Giter Club home page Giter Club logo

dsc-enterprise-deloitte-dl-introduction-to-decision-trees-deloitte-online-ds-050520's Introduction

Introduction to Decision Trees

Introduction

In this lesson, we'll take a look Decision Tree Classifiers. These are rule-based classifiers and belong to the first generation of modern AI. Despite the fact that this algorithm has been used in practice for decades, its simplicity and effectiveness for routine classification task is still on par with more sophisticated approaches. They are quite common in the business world, because they have decent effectiveness without sacrificing explainability. Let's get started!

Objectives

You will be able to:

  • Understand and describe a decision tree algorithm in terms of graph architecture
  • Describe how decision trees are used to create partitions in a sample space
  • Have an overview of the training and prediction stages involved decision tree classification
  • Understand the importance of a cost function for decision trees

From Graphs to Decision Trees

We have seen basic classification algorithms (a.k.a classifiers), including Naive Bayes and sigmoid based logistic regression in earlier lessons. A decision tree is somewhat different type of classifier that performs through a recursive partition of the sample space. In this lesson, we shall get a conceptual understanding of how this is achieved.

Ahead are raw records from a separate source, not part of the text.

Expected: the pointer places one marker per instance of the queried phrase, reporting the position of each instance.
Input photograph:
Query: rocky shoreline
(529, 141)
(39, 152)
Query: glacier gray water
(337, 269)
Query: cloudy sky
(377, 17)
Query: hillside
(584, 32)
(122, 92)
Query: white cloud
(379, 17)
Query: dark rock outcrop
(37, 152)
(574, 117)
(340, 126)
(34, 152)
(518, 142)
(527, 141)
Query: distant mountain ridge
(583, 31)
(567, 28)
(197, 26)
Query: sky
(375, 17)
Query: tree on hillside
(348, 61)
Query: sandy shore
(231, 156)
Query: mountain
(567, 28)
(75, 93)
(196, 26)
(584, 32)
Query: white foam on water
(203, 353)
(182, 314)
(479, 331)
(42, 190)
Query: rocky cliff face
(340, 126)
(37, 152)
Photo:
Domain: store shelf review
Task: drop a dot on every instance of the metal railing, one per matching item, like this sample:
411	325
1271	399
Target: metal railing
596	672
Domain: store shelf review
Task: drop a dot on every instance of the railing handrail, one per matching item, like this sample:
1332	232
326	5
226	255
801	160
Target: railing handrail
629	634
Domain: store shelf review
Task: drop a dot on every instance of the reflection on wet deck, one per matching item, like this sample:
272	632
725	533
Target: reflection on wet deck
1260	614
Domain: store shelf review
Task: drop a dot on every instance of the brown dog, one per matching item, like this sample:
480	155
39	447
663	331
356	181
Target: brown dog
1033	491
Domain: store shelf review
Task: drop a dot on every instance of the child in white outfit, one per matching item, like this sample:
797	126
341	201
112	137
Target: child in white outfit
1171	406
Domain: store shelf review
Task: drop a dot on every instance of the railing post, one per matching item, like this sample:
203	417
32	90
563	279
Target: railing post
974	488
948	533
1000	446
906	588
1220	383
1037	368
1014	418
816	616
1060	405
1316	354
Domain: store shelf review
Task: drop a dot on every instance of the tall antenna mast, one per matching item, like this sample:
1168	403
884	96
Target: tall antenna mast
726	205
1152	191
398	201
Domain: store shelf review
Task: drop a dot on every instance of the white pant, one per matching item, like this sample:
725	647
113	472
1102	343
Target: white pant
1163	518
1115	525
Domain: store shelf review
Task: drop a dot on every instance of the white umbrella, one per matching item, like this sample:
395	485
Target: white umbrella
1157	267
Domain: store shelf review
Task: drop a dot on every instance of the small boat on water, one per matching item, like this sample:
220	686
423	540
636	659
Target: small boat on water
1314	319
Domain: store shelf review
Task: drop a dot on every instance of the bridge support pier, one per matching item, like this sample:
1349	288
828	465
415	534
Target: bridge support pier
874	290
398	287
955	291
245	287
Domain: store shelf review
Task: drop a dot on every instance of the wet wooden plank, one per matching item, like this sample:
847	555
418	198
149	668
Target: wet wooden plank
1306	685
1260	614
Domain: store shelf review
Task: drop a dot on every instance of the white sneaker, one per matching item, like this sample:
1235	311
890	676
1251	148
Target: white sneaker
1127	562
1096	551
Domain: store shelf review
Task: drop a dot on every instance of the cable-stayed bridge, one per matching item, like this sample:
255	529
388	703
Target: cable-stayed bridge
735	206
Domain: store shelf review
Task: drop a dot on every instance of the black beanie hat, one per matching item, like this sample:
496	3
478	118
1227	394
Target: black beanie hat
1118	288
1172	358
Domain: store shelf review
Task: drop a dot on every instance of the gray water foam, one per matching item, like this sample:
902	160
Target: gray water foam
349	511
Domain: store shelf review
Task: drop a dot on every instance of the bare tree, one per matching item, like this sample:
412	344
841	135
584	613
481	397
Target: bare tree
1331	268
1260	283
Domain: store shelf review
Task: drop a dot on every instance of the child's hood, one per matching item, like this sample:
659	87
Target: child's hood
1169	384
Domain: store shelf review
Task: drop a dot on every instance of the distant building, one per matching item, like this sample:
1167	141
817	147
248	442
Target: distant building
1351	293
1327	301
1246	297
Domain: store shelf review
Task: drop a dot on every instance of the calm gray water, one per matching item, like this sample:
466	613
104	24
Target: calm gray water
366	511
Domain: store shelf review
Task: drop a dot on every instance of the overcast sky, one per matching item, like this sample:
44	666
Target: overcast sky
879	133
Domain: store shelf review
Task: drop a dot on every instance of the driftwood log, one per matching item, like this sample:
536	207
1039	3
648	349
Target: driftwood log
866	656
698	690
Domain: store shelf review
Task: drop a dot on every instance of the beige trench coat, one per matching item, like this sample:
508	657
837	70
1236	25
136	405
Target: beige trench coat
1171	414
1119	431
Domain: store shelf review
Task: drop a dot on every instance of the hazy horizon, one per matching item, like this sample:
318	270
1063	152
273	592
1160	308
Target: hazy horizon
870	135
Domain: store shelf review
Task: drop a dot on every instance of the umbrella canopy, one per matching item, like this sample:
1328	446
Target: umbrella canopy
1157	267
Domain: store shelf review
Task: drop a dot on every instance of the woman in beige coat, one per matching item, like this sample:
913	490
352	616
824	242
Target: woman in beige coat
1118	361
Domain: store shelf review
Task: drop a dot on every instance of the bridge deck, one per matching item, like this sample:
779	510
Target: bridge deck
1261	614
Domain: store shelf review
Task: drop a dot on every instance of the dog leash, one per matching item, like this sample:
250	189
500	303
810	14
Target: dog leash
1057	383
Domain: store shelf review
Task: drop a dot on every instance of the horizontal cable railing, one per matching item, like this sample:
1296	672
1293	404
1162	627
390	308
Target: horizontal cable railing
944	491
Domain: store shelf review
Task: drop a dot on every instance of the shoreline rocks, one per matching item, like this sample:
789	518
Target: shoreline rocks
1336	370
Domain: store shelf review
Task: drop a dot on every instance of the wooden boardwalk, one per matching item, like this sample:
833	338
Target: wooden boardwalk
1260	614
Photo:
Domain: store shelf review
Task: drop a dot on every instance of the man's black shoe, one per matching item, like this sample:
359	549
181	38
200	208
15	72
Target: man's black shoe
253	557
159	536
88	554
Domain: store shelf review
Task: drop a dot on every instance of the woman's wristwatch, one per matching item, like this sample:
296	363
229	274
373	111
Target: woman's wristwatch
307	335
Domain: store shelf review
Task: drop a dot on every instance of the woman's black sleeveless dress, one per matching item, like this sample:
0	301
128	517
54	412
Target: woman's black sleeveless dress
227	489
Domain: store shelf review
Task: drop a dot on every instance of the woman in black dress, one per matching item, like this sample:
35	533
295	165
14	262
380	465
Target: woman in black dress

A decision tree comprises of decisions that originate from a chosen point in sample space. In terms of a graph theoretic understanding (recall the graph section), it is a **directed acyclic graph with a root called "root node" that has no incoming edges. All other nodes have one (and only one) incoming edge. Nodes having outgoing edges are known as internalnodes. All other nodes are called leaves . Nodes with an incoming edge, but no outgoing edge are called terminal nodes.

Directed Acyclic Graphs

In computer science and mathematics, a directed acyclic graph (DAG) is a graph that is directed and without cycles connecting the other edges. This means that it is impossible to traverse the entire graph starting at one edge. The graph is a topological sorting, where each node is in a certain order.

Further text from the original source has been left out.